I do not think that I was offered a miracle, only great fortune…but maybe there isn’t much difference between the two.
One of the “gifts” of the prospect of having a terminal diagnosis was that I imagined having a deadline might actually be enough to push me through the block of infinite procrastination. The number of creative impulses that came online was impressive. So many jokes were coming to mind I imagined I would write an entire hour long set I would do as long as I was able.
I was certain that if I were diagnosed I would start a podcast called “Many Last Words” in which the premise would be: a guest and I would speak to each other as though it were our final conversation. Allowing what must be said to be shared as if it were our last chance to do so. The truth is, I have always wanted to be in that kind of communication. Some part of me has ached for what is pointed to in these lines of St. Francis of Assisi’s poem “Of Course I am Jealous” since the first time I read it nearly 20 years ago…

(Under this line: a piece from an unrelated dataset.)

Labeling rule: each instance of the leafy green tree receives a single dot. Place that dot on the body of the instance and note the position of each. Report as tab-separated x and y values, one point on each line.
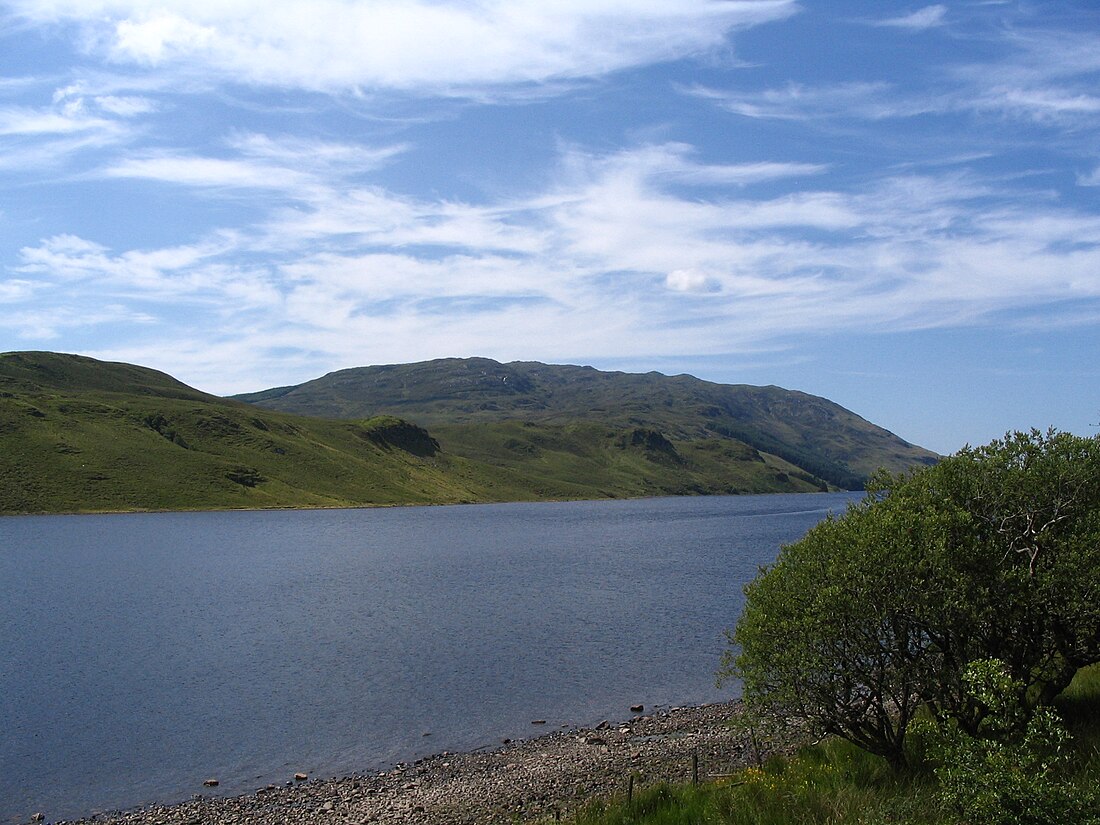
1013	770
994	552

"Tell me about your heart," my every word says.
Speak to me as if we both lay wounded
in a field and are gazing
in wonder
as our spirits rise.
…And what is it like now to have revealed this to you? Embarrassing. There is fear. Fear that I have undermined my reliability, by revealing the degree to which I’ve succumbed to fear. Or that you may hold me now as less stable in some way, diminishing your desire to be in contact with me. I hold it a bit like Achilles pointing at his heels. Not that I hold myself as invulnerable as Achilles, but...you get it.
I also fear being met with the wrong amount of care. Both too much and too little feel strange to me. I’m wanting that goldilocks zone of light empathy. But I also want you to know that I really am not currently suffering about this ordeal. It is sufficiently enough in the past for me to often forget that I spent the better part of a year in this prolonged anxious state.
It is also necessary to name my disappointment that this whole experience wasn’t enough for me to take the leap, to jump fully into all that I long to do. I have fallen back into the momentum of many habits and behaviors that don’t really align with the life I dream of living. I’m still scared to really go for it. I have chosen comfort and security over aliveness and growth more times than I care to admit.
Why share this now?
I’ve spent so much time thinking about writing. There is a lot that I am called to express, but each piece seems to require proper context for it to have a chance of being received as intended.
This chapter of my life was humbling. It does not suit the image I’d like you to conjure in your mind as you think of me, and yet it is true. To withhold it is to subtly manipulate your sense of my biographical self. And the gap between your sense of “me” and my sense of “me” is becoming more painful, or exhausting to sit with. There may not be much to do about that. But I can at least try to close the gap.
So here it is. Another attempt to be honest.
May I have more courage at 38 than I had at 37.